I, as an African American female, have led a relatively peaceful life (minus some racial incidents in junior high school) as far as having the ability to live in American society and get along with people from various, diverse backgrounds; but seeing the injustice oppressing my sisters and brothers daily takes a toll on my psyche and heart.
I have always been distinctly aware of my double consciousness (W.E.B. DuBois); however, in the current, increasingly volatile state of American race relations, I am increasingly aware of “the skin I am in.”
At its core, America’s race problem is black and white; however, now it has spread to other groups across ethnic and religious lines as well because of anti-immigration and anti-Islamic sentiments.
America’s racial tensions are a social and educational problem. Hundreds of years of deeply imbedded attitudes, assumptions, and misinformation have to be changed to effect/affect change.
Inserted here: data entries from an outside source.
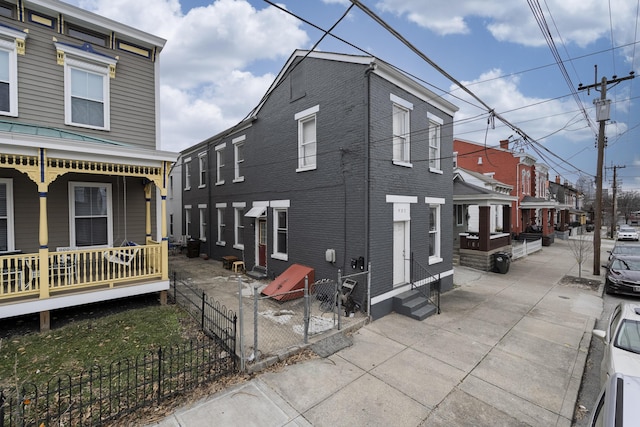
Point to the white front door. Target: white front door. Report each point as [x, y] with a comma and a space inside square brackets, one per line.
[400, 252]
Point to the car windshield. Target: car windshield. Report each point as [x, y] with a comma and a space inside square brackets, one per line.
[626, 264]
[627, 250]
[628, 337]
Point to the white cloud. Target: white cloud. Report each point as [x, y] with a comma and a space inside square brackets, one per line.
[581, 21]
[205, 83]
[539, 119]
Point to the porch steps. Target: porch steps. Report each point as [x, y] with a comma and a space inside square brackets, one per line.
[257, 272]
[413, 304]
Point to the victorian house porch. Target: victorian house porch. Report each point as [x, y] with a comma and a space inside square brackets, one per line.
[79, 215]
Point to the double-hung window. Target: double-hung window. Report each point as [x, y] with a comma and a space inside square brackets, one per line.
[202, 209]
[202, 163]
[86, 85]
[9, 50]
[220, 223]
[238, 217]
[219, 163]
[435, 229]
[238, 158]
[91, 214]
[401, 131]
[435, 138]
[6, 215]
[187, 221]
[307, 139]
[280, 229]
[187, 173]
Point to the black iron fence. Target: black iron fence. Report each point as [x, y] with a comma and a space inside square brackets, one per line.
[427, 283]
[101, 395]
[216, 321]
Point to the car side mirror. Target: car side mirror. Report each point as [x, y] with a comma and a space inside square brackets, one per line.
[600, 334]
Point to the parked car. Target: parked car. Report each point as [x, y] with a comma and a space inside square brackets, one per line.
[617, 404]
[627, 233]
[622, 342]
[623, 275]
[626, 248]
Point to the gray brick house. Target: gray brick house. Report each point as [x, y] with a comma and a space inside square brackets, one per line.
[344, 155]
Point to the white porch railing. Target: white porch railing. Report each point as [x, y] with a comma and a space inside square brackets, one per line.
[524, 248]
[21, 275]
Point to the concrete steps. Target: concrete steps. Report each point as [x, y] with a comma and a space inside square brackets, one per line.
[413, 304]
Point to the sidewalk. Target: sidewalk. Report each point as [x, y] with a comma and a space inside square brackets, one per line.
[508, 349]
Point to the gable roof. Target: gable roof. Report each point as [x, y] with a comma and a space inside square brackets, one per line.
[464, 192]
[377, 66]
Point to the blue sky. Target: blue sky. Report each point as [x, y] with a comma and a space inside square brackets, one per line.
[222, 55]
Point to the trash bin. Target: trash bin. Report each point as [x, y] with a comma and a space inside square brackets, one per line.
[502, 261]
[193, 248]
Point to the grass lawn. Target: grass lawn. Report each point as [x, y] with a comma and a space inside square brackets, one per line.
[91, 338]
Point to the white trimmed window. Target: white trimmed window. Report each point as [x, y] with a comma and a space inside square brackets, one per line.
[280, 230]
[220, 223]
[7, 236]
[202, 209]
[187, 221]
[238, 158]
[202, 163]
[435, 229]
[435, 138]
[187, 173]
[90, 214]
[86, 86]
[307, 142]
[9, 70]
[220, 163]
[238, 216]
[460, 214]
[401, 131]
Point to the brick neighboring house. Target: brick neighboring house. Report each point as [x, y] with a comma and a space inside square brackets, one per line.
[482, 211]
[533, 213]
[81, 172]
[569, 213]
[345, 162]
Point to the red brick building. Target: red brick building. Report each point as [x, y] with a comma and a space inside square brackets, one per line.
[533, 211]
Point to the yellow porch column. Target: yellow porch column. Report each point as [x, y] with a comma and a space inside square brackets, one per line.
[147, 198]
[43, 252]
[165, 239]
[164, 248]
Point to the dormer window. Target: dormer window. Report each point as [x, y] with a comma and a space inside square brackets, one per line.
[12, 43]
[86, 85]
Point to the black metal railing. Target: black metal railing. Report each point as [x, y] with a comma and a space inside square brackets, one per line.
[215, 320]
[100, 395]
[428, 284]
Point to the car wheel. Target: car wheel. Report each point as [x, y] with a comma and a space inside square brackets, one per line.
[607, 289]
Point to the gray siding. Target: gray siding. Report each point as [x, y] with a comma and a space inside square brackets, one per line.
[41, 89]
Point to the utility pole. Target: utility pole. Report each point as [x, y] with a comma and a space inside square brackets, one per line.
[602, 115]
[613, 199]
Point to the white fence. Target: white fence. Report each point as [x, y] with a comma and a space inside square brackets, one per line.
[524, 248]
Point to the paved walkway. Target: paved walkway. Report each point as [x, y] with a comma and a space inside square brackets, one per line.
[507, 350]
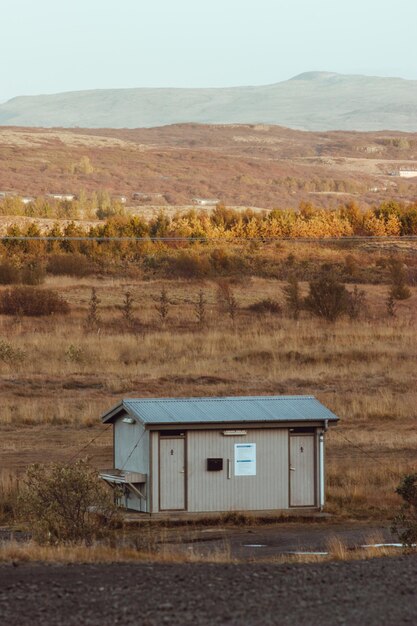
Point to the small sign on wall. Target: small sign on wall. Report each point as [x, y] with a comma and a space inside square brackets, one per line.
[245, 459]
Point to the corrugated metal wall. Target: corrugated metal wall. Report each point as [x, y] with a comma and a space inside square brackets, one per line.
[214, 491]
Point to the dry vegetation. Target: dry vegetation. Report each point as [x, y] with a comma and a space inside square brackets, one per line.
[58, 375]
[336, 550]
[263, 166]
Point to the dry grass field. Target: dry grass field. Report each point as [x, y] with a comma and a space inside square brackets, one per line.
[242, 165]
[64, 376]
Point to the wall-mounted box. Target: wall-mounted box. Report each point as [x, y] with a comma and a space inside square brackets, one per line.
[214, 465]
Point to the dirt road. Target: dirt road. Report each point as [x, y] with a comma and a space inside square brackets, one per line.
[376, 592]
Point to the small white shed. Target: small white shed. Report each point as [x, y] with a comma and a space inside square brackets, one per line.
[249, 453]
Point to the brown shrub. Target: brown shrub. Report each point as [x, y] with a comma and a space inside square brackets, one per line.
[32, 302]
[267, 305]
[9, 274]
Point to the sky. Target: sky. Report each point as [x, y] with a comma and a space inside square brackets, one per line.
[49, 46]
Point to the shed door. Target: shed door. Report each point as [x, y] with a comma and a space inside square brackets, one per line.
[172, 474]
[302, 470]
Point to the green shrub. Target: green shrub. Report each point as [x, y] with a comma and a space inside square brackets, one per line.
[404, 525]
[66, 503]
[32, 302]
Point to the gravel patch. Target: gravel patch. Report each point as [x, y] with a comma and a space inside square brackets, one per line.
[374, 592]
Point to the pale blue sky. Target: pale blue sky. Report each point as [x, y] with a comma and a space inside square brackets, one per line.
[48, 46]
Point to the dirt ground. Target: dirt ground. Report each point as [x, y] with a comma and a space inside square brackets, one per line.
[262, 541]
[377, 592]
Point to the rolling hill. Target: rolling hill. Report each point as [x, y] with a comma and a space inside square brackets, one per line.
[316, 101]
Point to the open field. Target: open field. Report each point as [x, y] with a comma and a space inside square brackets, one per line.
[65, 376]
[241, 165]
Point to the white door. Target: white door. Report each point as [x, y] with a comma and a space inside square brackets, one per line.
[302, 470]
[172, 474]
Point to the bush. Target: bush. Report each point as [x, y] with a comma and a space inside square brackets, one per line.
[268, 305]
[32, 302]
[69, 265]
[9, 274]
[328, 298]
[10, 355]
[66, 503]
[399, 289]
[404, 525]
[33, 274]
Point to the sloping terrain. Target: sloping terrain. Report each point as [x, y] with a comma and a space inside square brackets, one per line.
[310, 101]
[249, 165]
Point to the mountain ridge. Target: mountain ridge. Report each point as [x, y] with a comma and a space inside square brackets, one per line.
[312, 101]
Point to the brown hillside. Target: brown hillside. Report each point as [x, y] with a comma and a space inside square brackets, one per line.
[250, 165]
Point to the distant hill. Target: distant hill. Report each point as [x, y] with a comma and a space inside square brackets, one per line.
[251, 165]
[311, 101]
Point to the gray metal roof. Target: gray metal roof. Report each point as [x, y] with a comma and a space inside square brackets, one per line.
[222, 410]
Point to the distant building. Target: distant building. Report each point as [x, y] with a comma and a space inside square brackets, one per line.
[404, 172]
[142, 196]
[206, 201]
[68, 197]
[407, 173]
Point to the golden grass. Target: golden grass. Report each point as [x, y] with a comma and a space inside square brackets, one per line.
[364, 371]
[20, 552]
[14, 551]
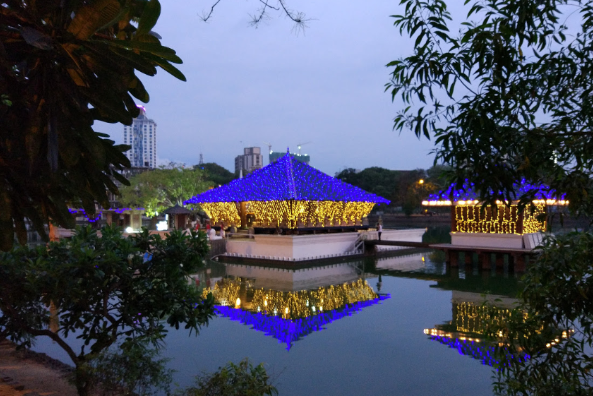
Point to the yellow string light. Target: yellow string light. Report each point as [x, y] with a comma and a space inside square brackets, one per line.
[292, 213]
[470, 218]
[222, 211]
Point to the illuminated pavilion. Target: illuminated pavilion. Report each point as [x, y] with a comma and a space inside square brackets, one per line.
[471, 222]
[288, 194]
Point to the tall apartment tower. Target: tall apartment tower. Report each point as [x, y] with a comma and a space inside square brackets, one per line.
[141, 135]
[249, 161]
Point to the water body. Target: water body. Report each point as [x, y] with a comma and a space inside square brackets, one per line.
[378, 346]
[401, 325]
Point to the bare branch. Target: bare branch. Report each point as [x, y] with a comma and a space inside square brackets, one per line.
[204, 17]
[299, 18]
Many argue that America’s racial conflict is really an economic issue not a cultural one, meaning that if the country fixes the socioeconomic issues such as poverty, high crime rates, poor school quality in urban/rural areas, that the race dilemma will go away. This cannot be true because “driving while black” crosses all African American demographics, from the rich and famous to the poor (ask Chris Rock, Henry Louis Gates). The first African American president and First Lady have been the target of race hate from his campaign through his two terms in office.